Facebook accidentally declared its founder Mark Zuckerberg and many other users dead on Friday, acknowledging after fixing the problem that it had committed a "terrible error."
"For a brief period today, a message meant for memorialized profiles was mistakenly posted to other accounts," a Facebook spokesperson told AFP.
"This was a terrible error that we have now fixed."
Media reports indicated that some two million errant memorials were posted on profile pages.
Even Facebook co-founder and chief executive Zuckerberg was memorialized in a message at his profile page expressing hope that people who loved him would take comfort in posts people shared in tribute to his life.
"Poor Mark," read an @JudiD23 tweet that included weeping face emojis. "Couldn't happen to a nicer guy."
The social network apologized and said it worked as quickly as possible to correct the problem.
"Damn. I should have used Facebook Live to show how I was Facebook Dead," Search Engine Land editor Danny Sullivan said in a message fired off at Twitter.

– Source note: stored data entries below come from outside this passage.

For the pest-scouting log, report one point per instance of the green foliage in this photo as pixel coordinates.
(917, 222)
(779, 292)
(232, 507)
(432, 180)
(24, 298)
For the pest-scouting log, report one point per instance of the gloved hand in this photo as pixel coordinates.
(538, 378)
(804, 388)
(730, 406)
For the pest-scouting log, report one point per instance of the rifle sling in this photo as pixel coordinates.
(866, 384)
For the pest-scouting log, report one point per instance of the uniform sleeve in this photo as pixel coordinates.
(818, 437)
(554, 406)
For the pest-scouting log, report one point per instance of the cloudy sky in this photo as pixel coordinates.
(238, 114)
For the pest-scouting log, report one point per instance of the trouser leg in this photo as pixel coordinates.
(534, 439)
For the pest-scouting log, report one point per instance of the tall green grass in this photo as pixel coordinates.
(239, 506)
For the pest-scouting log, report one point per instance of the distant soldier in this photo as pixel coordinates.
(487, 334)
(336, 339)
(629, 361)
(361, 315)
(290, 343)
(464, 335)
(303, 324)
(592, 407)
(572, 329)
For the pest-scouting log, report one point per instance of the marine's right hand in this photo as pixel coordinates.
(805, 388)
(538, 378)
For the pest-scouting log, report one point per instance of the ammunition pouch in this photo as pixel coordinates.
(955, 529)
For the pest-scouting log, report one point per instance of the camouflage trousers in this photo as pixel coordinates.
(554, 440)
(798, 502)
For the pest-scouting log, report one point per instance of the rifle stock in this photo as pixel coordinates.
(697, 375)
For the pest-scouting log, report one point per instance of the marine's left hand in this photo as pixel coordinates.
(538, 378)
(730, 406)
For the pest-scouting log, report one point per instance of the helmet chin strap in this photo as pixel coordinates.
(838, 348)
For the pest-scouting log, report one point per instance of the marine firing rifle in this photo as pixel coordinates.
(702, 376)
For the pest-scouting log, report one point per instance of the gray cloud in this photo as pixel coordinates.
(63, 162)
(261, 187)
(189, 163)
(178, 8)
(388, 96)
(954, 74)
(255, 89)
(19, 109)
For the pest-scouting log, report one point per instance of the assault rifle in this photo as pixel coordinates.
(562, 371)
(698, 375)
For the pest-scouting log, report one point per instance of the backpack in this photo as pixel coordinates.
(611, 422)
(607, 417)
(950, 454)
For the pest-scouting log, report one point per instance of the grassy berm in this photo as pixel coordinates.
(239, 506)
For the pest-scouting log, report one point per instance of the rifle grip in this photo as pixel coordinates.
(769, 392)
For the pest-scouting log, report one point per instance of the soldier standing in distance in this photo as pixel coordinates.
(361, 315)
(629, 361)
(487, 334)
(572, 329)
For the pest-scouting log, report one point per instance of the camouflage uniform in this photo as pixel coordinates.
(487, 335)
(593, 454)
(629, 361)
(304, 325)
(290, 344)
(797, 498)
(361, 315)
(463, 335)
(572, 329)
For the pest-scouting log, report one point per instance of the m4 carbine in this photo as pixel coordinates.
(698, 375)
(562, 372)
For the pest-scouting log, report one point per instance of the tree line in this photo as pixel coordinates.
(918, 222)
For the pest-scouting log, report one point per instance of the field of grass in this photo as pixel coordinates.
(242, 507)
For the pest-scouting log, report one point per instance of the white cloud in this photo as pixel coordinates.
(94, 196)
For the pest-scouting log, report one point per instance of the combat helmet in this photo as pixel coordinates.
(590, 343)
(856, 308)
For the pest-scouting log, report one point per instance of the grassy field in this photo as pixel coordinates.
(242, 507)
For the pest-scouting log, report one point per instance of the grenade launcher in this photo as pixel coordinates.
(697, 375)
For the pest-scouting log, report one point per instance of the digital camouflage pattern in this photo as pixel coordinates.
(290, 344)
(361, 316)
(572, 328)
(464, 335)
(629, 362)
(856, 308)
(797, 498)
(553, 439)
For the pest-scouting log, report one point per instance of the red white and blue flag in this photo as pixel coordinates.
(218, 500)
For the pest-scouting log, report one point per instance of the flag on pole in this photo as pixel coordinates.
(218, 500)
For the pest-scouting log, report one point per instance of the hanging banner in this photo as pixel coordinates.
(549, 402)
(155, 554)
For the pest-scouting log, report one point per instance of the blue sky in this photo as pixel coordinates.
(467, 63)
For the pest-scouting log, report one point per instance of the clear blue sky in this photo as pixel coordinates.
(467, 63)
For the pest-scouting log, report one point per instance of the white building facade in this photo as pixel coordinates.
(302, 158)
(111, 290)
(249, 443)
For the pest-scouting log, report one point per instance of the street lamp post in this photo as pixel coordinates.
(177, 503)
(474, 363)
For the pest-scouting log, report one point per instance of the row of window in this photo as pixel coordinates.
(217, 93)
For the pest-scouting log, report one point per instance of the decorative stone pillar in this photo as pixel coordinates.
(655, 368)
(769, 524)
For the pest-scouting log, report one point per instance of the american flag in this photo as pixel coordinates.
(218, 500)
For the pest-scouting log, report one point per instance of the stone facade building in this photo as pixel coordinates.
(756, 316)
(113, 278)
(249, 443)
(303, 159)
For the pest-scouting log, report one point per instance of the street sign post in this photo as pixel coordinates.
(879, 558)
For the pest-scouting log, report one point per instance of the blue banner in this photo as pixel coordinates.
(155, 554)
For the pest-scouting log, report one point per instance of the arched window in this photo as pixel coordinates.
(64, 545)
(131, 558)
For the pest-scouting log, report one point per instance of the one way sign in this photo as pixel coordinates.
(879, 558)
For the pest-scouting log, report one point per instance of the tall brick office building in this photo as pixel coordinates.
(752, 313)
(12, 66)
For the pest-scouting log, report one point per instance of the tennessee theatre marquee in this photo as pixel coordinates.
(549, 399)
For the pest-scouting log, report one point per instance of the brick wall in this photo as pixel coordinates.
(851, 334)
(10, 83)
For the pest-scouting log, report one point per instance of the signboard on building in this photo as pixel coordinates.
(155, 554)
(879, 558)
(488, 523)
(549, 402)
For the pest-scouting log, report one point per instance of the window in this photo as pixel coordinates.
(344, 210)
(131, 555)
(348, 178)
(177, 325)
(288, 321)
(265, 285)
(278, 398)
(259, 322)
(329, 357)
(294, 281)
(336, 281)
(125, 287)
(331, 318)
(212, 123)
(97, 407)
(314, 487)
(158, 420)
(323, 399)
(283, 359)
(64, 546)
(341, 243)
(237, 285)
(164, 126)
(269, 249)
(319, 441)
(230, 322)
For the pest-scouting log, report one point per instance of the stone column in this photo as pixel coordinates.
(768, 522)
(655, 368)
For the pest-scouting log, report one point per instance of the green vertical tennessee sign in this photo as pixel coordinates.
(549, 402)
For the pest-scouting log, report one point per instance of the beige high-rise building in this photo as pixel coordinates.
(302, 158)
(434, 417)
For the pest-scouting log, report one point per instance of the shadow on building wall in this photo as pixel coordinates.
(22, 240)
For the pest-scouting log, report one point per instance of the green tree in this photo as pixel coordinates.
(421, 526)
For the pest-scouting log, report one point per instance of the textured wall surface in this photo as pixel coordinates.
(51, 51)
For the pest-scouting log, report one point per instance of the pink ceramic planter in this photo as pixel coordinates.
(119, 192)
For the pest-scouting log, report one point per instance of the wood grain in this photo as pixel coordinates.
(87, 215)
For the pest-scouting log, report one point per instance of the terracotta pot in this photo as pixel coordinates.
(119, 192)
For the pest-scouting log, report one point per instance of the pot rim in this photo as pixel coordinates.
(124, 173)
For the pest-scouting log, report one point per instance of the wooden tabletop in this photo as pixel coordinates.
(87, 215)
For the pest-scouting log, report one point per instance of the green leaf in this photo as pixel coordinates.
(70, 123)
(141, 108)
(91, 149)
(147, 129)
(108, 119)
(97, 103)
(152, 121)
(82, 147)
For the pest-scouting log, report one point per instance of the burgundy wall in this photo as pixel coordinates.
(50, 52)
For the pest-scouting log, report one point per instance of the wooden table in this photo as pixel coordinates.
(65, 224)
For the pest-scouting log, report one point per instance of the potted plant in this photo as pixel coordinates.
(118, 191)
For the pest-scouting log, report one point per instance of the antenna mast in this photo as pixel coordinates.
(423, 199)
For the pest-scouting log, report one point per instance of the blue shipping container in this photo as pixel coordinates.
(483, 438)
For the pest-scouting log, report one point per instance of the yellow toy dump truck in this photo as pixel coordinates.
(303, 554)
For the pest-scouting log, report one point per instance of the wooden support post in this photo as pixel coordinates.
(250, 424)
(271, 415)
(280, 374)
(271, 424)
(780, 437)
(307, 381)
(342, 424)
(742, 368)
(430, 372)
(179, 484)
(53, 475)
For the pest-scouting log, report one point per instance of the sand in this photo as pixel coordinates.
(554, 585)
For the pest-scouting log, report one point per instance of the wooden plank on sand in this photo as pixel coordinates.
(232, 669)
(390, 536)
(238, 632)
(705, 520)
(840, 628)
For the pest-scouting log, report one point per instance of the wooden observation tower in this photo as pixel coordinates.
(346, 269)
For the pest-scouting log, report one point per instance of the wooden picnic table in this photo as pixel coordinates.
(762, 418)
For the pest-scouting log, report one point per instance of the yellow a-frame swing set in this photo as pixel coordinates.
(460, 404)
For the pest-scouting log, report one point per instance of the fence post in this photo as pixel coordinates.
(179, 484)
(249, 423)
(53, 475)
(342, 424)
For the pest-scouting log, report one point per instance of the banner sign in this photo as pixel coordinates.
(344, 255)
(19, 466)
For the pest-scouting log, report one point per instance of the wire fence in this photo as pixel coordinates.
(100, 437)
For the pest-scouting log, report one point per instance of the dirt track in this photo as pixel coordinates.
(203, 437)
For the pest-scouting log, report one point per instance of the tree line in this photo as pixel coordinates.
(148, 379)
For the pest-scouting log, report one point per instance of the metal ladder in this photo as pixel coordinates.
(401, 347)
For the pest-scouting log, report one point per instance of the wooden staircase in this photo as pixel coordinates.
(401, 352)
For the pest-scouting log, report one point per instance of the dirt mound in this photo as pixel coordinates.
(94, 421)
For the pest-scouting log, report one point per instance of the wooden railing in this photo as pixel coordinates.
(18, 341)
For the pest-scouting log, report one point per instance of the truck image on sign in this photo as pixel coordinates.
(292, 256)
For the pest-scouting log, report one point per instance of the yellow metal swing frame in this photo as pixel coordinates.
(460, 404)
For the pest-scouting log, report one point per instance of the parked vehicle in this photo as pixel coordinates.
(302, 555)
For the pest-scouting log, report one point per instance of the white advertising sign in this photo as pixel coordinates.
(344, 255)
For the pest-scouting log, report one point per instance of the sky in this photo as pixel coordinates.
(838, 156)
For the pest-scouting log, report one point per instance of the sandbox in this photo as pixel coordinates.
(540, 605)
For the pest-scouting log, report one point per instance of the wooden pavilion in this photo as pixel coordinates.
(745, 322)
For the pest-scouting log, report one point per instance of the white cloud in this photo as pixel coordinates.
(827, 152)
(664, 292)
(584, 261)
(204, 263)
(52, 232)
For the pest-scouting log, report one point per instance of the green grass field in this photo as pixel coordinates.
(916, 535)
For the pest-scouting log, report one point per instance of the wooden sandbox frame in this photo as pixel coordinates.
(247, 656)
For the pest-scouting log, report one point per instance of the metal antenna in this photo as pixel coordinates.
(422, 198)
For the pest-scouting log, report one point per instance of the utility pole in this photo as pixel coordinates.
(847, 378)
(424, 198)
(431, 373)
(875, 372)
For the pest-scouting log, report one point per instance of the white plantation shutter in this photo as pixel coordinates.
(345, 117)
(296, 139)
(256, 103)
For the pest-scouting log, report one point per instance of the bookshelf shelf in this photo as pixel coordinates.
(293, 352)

Facebook Live feature lets people broadcast video in real-time at the leading social network.
The mistaken memorial notices contained links to forms that can be submitted to have people's accounts at the leading social network modified into online memorials after they die. Part of the process is showing proof of death.
Some wondered whether the mishap was a botched test promotion of the feature, rather than a software glitch.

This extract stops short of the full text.